I can practically feel Stephen raise an eyebrow at the nickname but I ignore it and nod my head. "Ready."

"Uhhh, you guys might want to turn!" Peter comments nervously as we approach a giant stone formation. "Like, now!!!"

Peter and Stephen widen their stance to gain more balance, expecting the worst, as Tony and I make a hard right to clip the giant stone formation. We almost come out unscathed, but then we feel a big impact, causing the ship to jerk forward while we can feel and hear a good chunk of the ship being ripped off.

As we regain our balance we realize we have a new course of direction. Down.

"That's not good," Stephen comments, in a very surprisingly calm voice considering we just lost a third of the ship.

"No schist, Sherlock!" Tony, Peter and I yell in unison as the three of us activate our nanotech suits (yes, I let them in on the "schist" thing, but only because Pepper and Steve instituted a swear jar and we needed an alternative).

Stephen rolls his eyes at the comment before effortlessly casting a yellow glowing shield around the four of us as we crash land at full speed onto the alien planet. We all fall upon the harsh impact, making the shield flicker for a split second but it holds up and keeps the debris off us.

Once the dust settles, I groggily stand up and dust myself off. I scanned the dazed group for injuries but, to my pleasant surprise, we were all unharmed.

"Whew!" Peter exclaims, now de-helmeted, as he jumps up like we didn't just crash-land on an alien planet. "That was a close one! We owe you one Doc!"

"Yeah, thanks Dumbledore," I add, running my fingers through my hair as an attempt to tame it.

"Of course," our friend replies with a curt nod.

"That was nothing," Tony says, barely standing up. "I've been in worse crashes."

I shake my head in a playful manner. "Sure you have Mechy, sure."

Tony glares at me but I ignore it as I peek outside to scan my surroundings.

Sheesh, this planet looks worse than Earth did in Wall-E. It's got the collapsed structures, desolate wastelands, that yellow tint, the dusty wind. Y'know, your basic post-apocalyptic planet.

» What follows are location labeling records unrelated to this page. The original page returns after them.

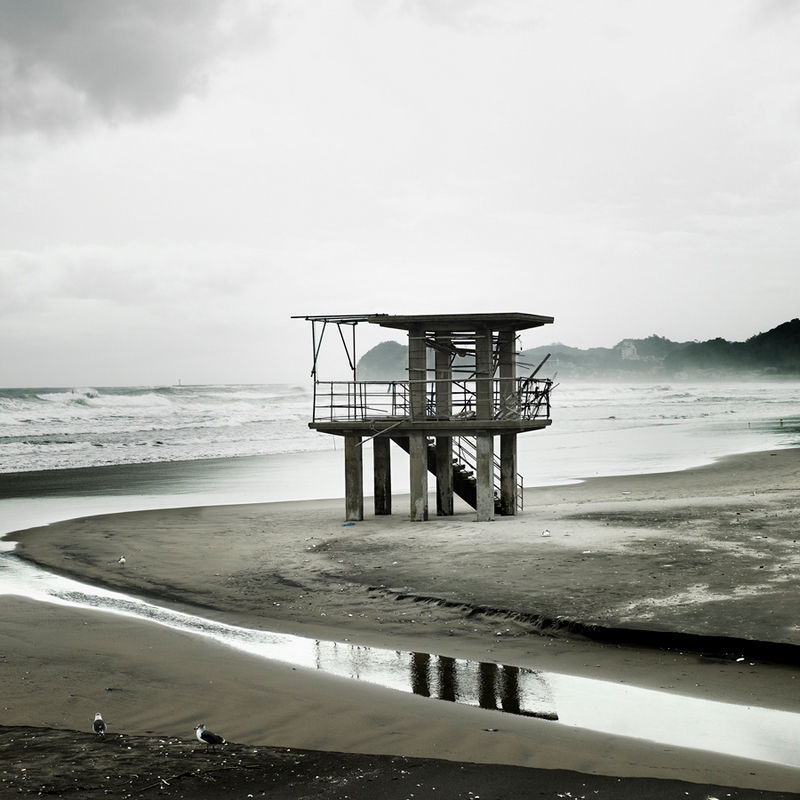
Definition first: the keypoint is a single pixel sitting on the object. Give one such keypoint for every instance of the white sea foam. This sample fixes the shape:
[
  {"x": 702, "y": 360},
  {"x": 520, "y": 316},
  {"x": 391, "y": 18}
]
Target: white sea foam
[{"x": 598, "y": 429}]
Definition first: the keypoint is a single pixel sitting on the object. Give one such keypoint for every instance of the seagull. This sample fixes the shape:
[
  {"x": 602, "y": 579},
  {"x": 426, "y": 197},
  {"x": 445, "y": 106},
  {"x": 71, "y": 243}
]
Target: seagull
[
  {"x": 207, "y": 737},
  {"x": 98, "y": 726}
]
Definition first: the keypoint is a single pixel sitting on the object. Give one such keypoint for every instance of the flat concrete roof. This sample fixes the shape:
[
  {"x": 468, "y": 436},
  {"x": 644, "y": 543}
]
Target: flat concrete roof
[{"x": 452, "y": 323}]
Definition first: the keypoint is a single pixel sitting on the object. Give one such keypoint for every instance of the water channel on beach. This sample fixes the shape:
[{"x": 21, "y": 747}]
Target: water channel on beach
[{"x": 620, "y": 709}]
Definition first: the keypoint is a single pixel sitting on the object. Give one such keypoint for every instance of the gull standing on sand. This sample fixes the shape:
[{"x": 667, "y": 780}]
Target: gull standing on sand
[
  {"x": 99, "y": 726},
  {"x": 208, "y": 737}
]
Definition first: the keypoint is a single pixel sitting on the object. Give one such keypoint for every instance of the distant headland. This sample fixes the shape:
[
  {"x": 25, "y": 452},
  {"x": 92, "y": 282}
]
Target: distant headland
[{"x": 774, "y": 353}]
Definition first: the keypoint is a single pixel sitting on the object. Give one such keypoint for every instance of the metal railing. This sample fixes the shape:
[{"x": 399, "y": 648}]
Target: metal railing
[
  {"x": 354, "y": 401},
  {"x": 465, "y": 454}
]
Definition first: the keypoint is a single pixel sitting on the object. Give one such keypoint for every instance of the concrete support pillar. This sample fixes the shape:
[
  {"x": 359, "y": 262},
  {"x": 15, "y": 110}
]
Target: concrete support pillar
[
  {"x": 508, "y": 474},
  {"x": 444, "y": 476},
  {"x": 509, "y": 410},
  {"x": 353, "y": 478},
  {"x": 418, "y": 458},
  {"x": 382, "y": 468},
  {"x": 444, "y": 444},
  {"x": 417, "y": 374},
  {"x": 484, "y": 476},
  {"x": 484, "y": 374}
]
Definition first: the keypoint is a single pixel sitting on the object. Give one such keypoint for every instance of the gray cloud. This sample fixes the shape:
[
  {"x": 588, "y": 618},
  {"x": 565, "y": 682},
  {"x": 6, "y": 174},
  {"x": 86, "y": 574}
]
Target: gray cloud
[{"x": 66, "y": 63}]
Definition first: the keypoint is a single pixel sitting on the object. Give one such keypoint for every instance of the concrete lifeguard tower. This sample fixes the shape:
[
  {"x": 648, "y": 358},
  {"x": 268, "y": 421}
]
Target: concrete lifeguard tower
[{"x": 462, "y": 392}]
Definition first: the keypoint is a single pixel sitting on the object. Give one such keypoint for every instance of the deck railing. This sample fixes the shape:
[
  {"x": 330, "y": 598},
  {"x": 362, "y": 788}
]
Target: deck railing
[{"x": 362, "y": 401}]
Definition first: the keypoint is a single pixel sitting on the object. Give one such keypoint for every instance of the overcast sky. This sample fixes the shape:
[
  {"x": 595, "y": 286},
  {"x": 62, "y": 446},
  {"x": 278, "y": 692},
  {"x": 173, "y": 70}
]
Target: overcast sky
[{"x": 178, "y": 178}]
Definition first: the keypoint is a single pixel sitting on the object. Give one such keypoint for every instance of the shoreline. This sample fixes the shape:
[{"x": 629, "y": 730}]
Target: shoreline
[{"x": 294, "y": 567}]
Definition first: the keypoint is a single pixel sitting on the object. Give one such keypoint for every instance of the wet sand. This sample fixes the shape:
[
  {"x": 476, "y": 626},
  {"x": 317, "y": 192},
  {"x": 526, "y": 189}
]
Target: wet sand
[{"x": 711, "y": 553}]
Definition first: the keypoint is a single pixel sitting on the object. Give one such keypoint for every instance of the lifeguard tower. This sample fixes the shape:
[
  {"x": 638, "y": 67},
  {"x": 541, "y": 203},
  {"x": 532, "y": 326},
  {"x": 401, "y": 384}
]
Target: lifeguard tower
[{"x": 462, "y": 392}]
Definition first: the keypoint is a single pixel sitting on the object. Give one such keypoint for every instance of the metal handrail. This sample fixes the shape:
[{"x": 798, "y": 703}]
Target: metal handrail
[
  {"x": 465, "y": 453},
  {"x": 352, "y": 401}
]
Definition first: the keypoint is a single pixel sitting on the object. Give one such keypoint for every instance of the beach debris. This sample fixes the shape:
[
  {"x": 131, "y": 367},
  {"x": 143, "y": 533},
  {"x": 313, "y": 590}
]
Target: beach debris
[
  {"x": 99, "y": 726},
  {"x": 207, "y": 737}
]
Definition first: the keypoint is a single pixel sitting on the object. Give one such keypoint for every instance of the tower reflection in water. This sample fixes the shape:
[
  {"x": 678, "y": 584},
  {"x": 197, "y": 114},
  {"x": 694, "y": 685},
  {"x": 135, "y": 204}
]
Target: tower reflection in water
[{"x": 485, "y": 684}]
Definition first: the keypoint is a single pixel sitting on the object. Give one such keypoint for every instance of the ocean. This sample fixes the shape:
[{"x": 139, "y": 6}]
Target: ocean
[
  {"x": 597, "y": 429},
  {"x": 66, "y": 452}
]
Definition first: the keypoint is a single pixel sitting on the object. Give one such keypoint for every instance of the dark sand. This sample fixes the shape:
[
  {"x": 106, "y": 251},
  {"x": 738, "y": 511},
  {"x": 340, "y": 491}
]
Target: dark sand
[{"x": 703, "y": 561}]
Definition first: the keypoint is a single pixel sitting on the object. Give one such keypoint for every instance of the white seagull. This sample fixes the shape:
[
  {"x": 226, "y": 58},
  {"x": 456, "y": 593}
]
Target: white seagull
[
  {"x": 207, "y": 737},
  {"x": 98, "y": 726}
]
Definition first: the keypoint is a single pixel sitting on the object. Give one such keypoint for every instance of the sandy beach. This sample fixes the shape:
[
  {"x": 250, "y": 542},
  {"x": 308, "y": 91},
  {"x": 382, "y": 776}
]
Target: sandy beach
[{"x": 687, "y": 580}]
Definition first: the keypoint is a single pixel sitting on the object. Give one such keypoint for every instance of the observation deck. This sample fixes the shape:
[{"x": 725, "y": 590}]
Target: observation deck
[{"x": 462, "y": 392}]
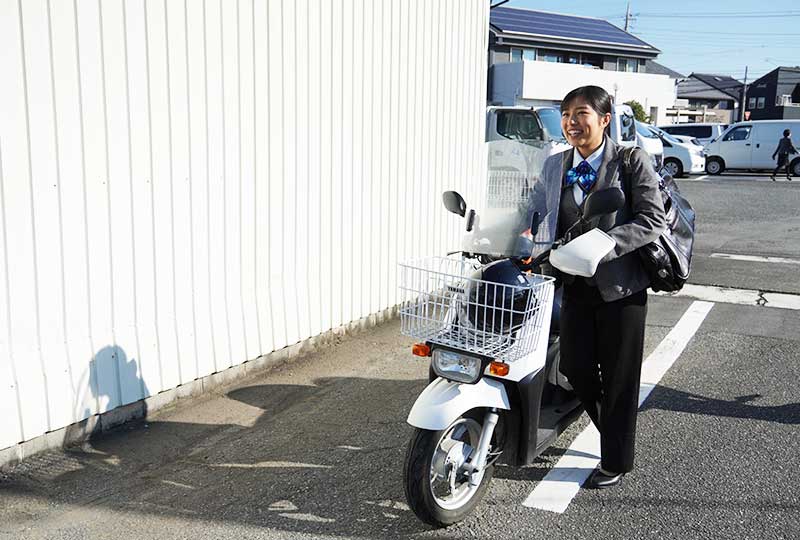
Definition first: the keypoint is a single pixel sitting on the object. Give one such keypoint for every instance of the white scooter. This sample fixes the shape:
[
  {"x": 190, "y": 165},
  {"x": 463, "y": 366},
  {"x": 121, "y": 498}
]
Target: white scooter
[{"x": 485, "y": 321}]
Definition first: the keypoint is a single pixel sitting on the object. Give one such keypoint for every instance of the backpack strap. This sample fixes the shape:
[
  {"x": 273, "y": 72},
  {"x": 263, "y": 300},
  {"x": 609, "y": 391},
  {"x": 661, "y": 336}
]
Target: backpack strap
[{"x": 627, "y": 153}]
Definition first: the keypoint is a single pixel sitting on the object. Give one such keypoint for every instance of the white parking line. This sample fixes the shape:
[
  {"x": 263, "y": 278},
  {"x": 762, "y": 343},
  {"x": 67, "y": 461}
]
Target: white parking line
[
  {"x": 753, "y": 258},
  {"x": 559, "y": 487},
  {"x": 746, "y": 297}
]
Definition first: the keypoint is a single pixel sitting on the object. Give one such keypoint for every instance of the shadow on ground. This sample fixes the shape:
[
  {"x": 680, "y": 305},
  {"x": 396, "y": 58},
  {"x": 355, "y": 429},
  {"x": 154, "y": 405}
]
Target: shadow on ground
[{"x": 323, "y": 459}]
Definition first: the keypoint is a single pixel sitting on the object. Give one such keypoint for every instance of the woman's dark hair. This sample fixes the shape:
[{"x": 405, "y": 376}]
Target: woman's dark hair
[{"x": 594, "y": 96}]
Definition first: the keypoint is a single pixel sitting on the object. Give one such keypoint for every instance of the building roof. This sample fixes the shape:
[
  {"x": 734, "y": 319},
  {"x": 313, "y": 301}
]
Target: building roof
[
  {"x": 559, "y": 28},
  {"x": 658, "y": 69},
  {"x": 783, "y": 71},
  {"x": 721, "y": 83}
]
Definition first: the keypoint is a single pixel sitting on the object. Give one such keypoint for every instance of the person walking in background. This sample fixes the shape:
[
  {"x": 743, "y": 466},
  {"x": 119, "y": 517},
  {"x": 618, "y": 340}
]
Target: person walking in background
[{"x": 785, "y": 147}]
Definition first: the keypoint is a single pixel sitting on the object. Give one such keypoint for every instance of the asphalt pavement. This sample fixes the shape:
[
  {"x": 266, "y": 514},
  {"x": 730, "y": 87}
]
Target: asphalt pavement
[{"x": 314, "y": 449}]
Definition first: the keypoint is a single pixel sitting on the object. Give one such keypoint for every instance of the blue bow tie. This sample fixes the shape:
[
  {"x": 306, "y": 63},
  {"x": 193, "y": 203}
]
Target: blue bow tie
[{"x": 583, "y": 174}]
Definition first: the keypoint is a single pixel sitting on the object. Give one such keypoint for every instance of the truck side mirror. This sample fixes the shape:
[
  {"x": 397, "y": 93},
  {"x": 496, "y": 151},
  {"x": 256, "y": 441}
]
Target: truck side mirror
[{"x": 454, "y": 203}]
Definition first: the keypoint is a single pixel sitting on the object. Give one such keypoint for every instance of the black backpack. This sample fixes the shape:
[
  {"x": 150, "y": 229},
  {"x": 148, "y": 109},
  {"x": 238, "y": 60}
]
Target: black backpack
[{"x": 667, "y": 261}]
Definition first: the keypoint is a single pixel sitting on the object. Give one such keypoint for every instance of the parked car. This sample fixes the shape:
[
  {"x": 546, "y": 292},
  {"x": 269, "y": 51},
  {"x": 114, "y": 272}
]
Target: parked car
[
  {"x": 705, "y": 133},
  {"x": 680, "y": 158},
  {"x": 650, "y": 142},
  {"x": 750, "y": 145},
  {"x": 623, "y": 125}
]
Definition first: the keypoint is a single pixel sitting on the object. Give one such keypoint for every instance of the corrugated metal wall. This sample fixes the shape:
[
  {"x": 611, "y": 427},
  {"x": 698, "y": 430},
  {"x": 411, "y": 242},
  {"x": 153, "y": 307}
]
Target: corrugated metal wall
[{"x": 189, "y": 184}]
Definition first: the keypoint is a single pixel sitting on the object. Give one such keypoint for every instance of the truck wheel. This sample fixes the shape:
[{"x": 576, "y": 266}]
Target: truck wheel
[
  {"x": 674, "y": 167},
  {"x": 714, "y": 166}
]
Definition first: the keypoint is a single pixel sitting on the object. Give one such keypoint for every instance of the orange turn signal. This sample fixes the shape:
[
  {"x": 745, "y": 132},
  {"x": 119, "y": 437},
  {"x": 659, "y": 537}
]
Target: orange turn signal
[
  {"x": 420, "y": 349},
  {"x": 499, "y": 369}
]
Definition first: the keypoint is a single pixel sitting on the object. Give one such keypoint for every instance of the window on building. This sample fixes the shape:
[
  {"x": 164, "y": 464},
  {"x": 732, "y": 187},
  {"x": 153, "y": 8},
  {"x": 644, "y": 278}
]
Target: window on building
[
  {"x": 518, "y": 55},
  {"x": 551, "y": 56},
  {"x": 738, "y": 134},
  {"x": 592, "y": 60},
  {"x": 630, "y": 65}
]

But most importantly it's dry. And I hate it.

I can't feel any oceans, streams, lakes, rivers, nada. Only the little moisture in the air keeps this place "habitable". I mean habitable as in: we can breathe and we won't die within the next five minutes.

It still doesn't comfort me though.

I'm too far away from any bodies of water to fuel me. Too far away from my father, and my team. I feel alone somehow, without my friends by my side or my dad watching over me.

Yet, I got the feeling that this place is not empty.

I head back to the group with an uneasy feeling in the pit of my stomach, only to find Tony and Stephen arguing about the next step (wow, what a surprise). Peter curiously descends from the ceiling spidey-style to hear the argument, his head quickly turning back and forth between the two men. I'm surprised he hasn't gotten whiplash.

Before I can break the argument up however, an anxious look suddenly overcomes Peter's face as he looks at something behind us.

"Um, guys," he says nervously, immediately grabbing everyone's attention. "Let me just say, if aliens end up laying eggs in my chest or something, and I end up eating you: I'm sorry."

Tony and Stephen don't find his statement funny, quite the opposite actually. Tony points a warning finger at Peter like a tired parent, "Listen, I don't want to hear another pop-culture reference out of you for the rest of the trip, alright?"

Peter shakes his head as he warily points behind us. "I'm trying to say that-...", a grenade ominously rolls into the middle of the group, "... something is coming."